Beyond recycling: Young people get their hands dirty in the fight against climate change

Young people suing the government? It doesn’t seem likely, but more and more youths are sticking up for their rights to a clean, or at least cleaner, Earth.

Climate change is “affecting health, and … how we’re going to live our lives in the future,” said student A. Tennant at Julia R. Masterman High School. “I mean, we’re the ones that are going to be dealing with this, not [President] Trump’s generation. We’re growing up right now.”

Today’s youths are seeking legal remedies that will help ensure that they are good stewards of the Earth.

Take Juliana et al v. United States, for example. Twenty-one people ages 10 to 21 filed a lawsuit against the federal government in 2015, claiming that the government is not protecting them against the negative effects of climate change.

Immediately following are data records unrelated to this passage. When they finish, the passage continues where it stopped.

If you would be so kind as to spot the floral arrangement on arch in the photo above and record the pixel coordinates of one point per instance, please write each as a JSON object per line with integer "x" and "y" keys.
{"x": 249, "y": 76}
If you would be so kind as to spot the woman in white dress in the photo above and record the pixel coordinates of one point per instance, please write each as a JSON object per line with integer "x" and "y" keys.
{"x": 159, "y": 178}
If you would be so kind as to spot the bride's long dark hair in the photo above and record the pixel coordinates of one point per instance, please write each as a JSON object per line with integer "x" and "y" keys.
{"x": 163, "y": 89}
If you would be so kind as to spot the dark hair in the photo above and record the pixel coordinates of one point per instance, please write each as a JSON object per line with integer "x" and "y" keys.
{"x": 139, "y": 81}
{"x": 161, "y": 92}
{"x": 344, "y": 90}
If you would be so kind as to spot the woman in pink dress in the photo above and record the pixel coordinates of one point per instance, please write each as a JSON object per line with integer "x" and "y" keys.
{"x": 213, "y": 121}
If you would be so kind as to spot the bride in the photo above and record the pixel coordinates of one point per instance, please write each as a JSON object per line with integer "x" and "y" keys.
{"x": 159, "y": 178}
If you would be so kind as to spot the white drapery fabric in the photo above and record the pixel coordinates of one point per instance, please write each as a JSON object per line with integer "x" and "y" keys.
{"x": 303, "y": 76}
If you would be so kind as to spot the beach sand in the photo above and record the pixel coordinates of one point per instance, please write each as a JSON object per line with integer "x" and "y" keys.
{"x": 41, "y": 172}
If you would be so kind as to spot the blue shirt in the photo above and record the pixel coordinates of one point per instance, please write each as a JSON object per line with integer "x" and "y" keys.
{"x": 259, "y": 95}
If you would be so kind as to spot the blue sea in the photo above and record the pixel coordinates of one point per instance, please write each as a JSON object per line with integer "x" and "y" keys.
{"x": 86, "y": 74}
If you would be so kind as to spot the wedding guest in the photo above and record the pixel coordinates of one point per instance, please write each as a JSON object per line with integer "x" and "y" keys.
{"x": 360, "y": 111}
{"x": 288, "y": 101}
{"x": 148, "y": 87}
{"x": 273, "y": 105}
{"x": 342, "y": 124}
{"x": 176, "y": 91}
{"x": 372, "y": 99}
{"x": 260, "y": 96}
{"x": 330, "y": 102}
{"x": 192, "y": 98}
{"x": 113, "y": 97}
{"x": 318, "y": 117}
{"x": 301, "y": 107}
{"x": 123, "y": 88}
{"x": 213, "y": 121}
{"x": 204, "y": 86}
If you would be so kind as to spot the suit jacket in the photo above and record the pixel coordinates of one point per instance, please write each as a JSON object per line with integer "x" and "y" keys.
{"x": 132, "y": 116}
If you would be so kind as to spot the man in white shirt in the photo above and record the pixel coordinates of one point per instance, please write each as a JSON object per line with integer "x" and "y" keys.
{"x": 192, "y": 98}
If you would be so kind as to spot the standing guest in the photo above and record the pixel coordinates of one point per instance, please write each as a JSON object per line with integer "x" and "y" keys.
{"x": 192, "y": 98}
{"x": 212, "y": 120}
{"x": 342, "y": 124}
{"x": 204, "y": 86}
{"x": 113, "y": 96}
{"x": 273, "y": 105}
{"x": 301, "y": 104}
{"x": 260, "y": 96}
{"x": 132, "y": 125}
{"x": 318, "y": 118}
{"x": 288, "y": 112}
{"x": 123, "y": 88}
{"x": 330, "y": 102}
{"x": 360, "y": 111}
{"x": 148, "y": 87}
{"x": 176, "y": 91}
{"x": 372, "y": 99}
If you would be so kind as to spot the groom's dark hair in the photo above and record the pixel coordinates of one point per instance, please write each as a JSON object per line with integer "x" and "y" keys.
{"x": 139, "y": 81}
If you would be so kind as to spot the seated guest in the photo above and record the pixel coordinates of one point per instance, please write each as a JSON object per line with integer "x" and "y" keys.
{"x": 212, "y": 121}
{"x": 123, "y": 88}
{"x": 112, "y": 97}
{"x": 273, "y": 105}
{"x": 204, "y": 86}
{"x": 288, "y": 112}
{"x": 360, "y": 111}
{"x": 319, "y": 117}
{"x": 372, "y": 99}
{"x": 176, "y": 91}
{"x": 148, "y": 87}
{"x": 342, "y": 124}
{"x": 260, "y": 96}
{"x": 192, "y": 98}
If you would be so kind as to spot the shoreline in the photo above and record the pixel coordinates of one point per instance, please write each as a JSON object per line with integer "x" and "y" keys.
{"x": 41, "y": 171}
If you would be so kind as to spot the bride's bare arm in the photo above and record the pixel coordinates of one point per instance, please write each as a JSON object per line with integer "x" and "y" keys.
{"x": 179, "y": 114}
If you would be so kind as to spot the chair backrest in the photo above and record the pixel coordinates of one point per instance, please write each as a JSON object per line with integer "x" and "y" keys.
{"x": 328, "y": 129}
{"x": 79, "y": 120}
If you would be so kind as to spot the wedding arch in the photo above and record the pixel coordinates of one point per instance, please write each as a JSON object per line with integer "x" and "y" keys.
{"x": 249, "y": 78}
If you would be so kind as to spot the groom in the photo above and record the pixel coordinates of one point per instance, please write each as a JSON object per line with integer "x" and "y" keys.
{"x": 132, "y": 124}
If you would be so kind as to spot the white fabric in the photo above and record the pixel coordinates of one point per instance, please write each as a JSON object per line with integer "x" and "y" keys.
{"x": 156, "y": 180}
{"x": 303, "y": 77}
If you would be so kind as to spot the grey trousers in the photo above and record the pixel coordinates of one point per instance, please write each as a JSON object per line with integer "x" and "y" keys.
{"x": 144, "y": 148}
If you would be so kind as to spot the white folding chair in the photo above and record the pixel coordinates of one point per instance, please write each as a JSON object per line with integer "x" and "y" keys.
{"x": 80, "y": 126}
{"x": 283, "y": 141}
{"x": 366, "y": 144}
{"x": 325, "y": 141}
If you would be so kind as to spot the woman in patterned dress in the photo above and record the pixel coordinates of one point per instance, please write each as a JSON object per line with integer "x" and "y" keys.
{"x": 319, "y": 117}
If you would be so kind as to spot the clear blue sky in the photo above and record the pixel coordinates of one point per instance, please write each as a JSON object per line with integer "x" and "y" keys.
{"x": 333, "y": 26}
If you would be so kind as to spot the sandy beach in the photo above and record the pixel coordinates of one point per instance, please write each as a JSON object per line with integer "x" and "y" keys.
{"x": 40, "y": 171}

They accuse the government of ignoring their constitutional rights by not taking action. The case was set to start on Feb. 5, but the Trump administration paused it after several attempts to delay and halt the case.

“Unfortunately, those kinds of stall tactics are not uncommon,” Rosanne Mistretta, a former attorney for the Environmental Protection Agency who is now a teacher at Abington Friends School, said in an email. However, she noted that the plaintiff’s “attorneys are doing a good job of keeping it moving.”

In another case, two students in Pennsylvania, along with the Clean Air Council, are suing the Trump administration for using “junk science” to justify a series of deregulations leading to “damages, death and destruction” from climate change, according to the suit.

If the global climate is allowed to shift and the planet continues to warm, the children suing will be personally affected, according to the political website The Hill. One of the students bringing the suit has asthma and the other has survived Hurricanes Sandy and Irene.

The Pennsylvania lawsuit focuses on the Trump administration’s deregulation of President Barack Obama’s actions to slow and stop climate change. It asks the government to cease backing “any rollbacks that increase the frequency and/or intensity of the life-threatening effects of climate change,” such as the dismissal of the Clean Power Plan and the United States’ pulling out of the Paris climate agreement.

In addition to these lawsuits, young people are doing what they can to do something about climate change. Many schools have a Sierra Club chapter or a similar climate change awareness group. At Julia R. Masterman, one such club is the Environmental Consciousness Organization, which discusses climate change and global warming issues and organizes bake sales and trips to learn about and act on those issues.

Katie Gobreski, a senior and member of the club, admires the lawsuits that her peers have filed.

“It’s a really bold move and one that makes sense and will hopefully have an impact on how our government handles problems going forward,” Gobreski said in an email.

However, she is unsure if the suits will make a difference with so many people refusing to try to reduce the causes of climate change.

“As of right now, things really only seem to be getting worse,” Gobreski said.

Trump described the Paris climate agreement as “totally disastrous, job killing,” at the Conservative Political Action Conference, according to Time magazine. He told the Washington Post he wasn’t a “big believer” in human-caused climate change.

Mistretta said that detractors often “point to the fact that climate change is inevitable” and say that “human causes are irrelevant.” She says that the only way to truly change people’s opinions is through experience.

“As it starts to impact [people] personally, it will help shift opinions,” she said.

In the meantime, many young people keep fighting to clean up the mess.

“Take into account the thoughts of young people,” said Avalon Hinchman, a freshman at Masterman. “They are going to make a change.”